Accelerating Path To Clinic Through An End-To-End Solution Focused On Supply Chain, Regulatory, And A Robust Manufacturing Process For Viral Vectors

By Samira Shore, Director Technical Program Design Viral Vector Services, Thermo Fisher Scientific;

Recombinant adeno-associated viral (rAAV) vectors are currently one of the most widely used gene therapy products in development due to their lack of pathogenicity, gene expression persistence, and the presence of various serotypes that enable a diverse cell tropism. Lentiviral vectors are mostly used to stably transfer and express genes in gene therapy for monogenic diseases. The rapidly growing demand challenges arising from long process development timelines, lack of cGMP-suitable fit-for-purpose components, and uncertainty in regulatory approval have led to a critical need for scalable and cost-effective standardized manufacturing platforms. Thermo Fisher Scientific has developed a high-quality, scalable, and robust end-to-end rAAV & Lentivirus (LV) manufacturing process that uses fit-for-purpose materials with matched analytics. These processes were designed to be standardized and, therefore-can accommodate various biochemical and biophysical differences between target therapeutics, including different serotypes for adeno-associated virus (AAV). Utilizing this characterized process will help enable the delivery of products to the clinic on a de-risked and accelerated pathway.

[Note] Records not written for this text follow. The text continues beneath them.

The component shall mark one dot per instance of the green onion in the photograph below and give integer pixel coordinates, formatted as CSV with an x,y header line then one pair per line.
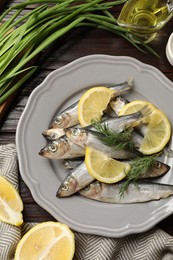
x,y
26,33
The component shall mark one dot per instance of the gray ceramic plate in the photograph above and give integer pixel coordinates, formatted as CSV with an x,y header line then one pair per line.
x,y
61,88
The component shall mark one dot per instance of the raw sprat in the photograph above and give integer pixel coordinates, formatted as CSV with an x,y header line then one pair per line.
x,y
11,204
114,138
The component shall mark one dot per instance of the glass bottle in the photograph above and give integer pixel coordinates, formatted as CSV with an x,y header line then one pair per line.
x,y
145,17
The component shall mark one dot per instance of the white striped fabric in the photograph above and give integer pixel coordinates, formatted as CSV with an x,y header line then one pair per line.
x,y
154,244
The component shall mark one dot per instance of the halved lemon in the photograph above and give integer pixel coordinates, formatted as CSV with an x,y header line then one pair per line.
x,y
48,240
157,129
92,104
11,204
103,168
158,133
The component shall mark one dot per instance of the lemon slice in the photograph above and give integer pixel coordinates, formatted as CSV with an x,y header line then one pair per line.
x,y
11,204
48,240
92,104
158,133
158,128
104,168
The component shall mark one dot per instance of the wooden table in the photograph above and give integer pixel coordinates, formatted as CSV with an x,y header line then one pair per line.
x,y
75,45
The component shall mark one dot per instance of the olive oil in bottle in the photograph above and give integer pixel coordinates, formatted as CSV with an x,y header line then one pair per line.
x,y
145,17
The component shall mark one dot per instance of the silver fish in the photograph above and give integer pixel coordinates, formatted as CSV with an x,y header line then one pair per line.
x,y
69,116
53,133
84,138
136,192
72,164
76,180
80,178
61,149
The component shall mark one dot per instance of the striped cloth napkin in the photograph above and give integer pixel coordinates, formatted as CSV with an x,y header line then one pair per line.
x,y
154,244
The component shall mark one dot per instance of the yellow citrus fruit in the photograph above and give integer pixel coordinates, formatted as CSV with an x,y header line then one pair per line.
x,y
157,127
11,204
48,240
158,133
92,104
104,168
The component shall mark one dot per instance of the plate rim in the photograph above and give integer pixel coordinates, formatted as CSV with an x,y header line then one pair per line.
x,y
129,229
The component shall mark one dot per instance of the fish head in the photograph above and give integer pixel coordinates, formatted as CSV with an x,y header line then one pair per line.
x,y
55,149
53,133
61,121
92,190
159,168
77,135
68,187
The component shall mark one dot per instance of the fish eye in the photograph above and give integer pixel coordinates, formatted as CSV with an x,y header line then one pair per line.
x,y
75,131
58,120
65,187
52,148
157,165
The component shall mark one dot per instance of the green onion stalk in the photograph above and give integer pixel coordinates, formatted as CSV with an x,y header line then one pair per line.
x,y
25,33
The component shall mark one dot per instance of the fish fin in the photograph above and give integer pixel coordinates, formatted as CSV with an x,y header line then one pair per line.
x,y
143,116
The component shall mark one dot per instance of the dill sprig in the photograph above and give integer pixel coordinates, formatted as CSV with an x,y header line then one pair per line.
x,y
119,141
139,166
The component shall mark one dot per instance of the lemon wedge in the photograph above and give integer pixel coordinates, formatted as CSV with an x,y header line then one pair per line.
x,y
104,168
158,128
92,104
11,204
48,240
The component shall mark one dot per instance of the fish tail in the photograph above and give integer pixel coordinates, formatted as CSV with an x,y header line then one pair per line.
x,y
123,87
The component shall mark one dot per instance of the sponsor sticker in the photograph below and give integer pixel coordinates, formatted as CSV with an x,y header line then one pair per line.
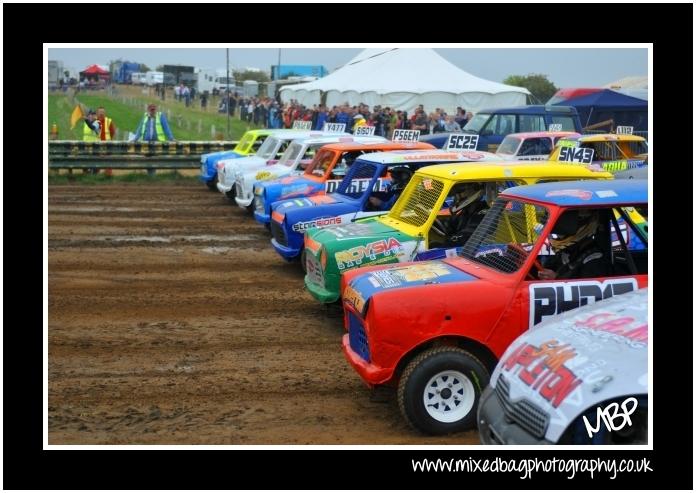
x,y
334,127
301,125
581,155
461,142
364,131
401,135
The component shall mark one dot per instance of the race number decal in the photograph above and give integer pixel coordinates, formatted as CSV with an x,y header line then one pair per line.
x,y
549,299
581,155
461,142
406,135
364,131
334,127
301,125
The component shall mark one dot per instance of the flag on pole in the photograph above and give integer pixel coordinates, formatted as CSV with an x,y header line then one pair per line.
x,y
76,115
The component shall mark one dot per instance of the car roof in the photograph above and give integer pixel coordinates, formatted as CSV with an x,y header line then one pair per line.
x,y
330,138
608,138
532,109
529,135
387,145
291,134
416,156
510,170
584,193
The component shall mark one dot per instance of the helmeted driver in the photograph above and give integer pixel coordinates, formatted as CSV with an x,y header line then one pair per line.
x,y
400,176
578,254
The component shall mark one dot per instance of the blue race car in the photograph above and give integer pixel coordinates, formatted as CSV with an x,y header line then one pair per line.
x,y
248,145
370,187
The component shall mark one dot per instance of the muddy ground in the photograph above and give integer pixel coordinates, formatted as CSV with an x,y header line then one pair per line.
x,y
173,321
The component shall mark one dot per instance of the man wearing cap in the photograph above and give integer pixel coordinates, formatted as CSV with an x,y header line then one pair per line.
x,y
153,127
358,121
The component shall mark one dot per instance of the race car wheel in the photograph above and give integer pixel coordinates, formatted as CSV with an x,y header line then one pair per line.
x,y
439,390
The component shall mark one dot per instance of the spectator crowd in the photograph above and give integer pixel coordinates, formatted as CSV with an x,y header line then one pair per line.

The Patheon™ Quick to Clinic™ viral vector program is a standardized, all-inclusive solution for suspension-based adeno-associated viral (AAV) and lentiviral (LV) vector manufacture, offering a variety of benefits compared to a standard process development (PD) program and other platform process solutions on the market.

Combining optimized and tested processes with platform-qualified analytics supports robust suitability assessment in early development and subsequent scale-up. Moreover, the program timeline includes expedited plasmid manufacture, suitability, and scale-up, providing an overall time savings of more than six months compared to standard process development and nine to twelve months when including plasmid manufacturing.